I find a twenty-four hour pharmacy a few blocks west of campus. The bright lights assault my eyes when I enter. I angle my head down, keeping my cap pulled low, and find the hair-care aisle. So many different shades, from bright reds to jet blacks, and everything in between. I think of Eva’s blond pixie cut and choose something called Ultimate Platinum. On a lower shelf is a complete hair-cutting kit— Easy to use clippers! Color-coded combs! A step-by-step guide to the most popular hairstyles! —on sale for twenty dollars, and I grab that too.

At the front of the store, there’s only one person working the registers, a pimply undergrad who looks half-asleep at the end of his shift, with glazed eyes and earbuds shoved into his ears. I set everything down on the counter and mentally calculate how much of my meager savings this will eat up.

I hesitate before sliding Eva’s debit card out of her wallet, tracing the edges of it, wondering if I can use it as a credit card. I cast a quick glance around the empty store before I slide it into the machine. It’s not like Eva’s going to come back and accuse me of stealing from her.

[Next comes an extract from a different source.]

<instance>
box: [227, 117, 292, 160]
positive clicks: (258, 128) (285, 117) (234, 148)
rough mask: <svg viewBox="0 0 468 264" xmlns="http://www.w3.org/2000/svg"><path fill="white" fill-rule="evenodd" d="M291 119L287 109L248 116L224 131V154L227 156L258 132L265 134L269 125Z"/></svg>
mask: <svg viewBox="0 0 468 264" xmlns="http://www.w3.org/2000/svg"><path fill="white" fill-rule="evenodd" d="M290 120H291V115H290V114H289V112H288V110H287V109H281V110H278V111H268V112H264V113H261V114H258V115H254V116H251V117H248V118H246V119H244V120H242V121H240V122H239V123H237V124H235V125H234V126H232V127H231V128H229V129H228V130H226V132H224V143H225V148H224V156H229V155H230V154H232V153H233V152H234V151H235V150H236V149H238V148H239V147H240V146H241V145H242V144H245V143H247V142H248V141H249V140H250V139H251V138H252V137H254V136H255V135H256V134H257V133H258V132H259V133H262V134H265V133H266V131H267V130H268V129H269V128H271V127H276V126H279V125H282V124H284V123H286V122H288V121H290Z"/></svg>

I bypass the request for a PIN and select credit, my heart beating out a frantic rhythm I’m certain this kid can hear through whatever music pounds in his ears.

But then the register does something I can’t see, drawing the kid’s attention back. “Credit? I gotta see your ID,” he says.

I freeze as if I’ve been caught in a bright headlight, every vulnerable inch of me exposed. Thirty seconds. One minute. An eternity.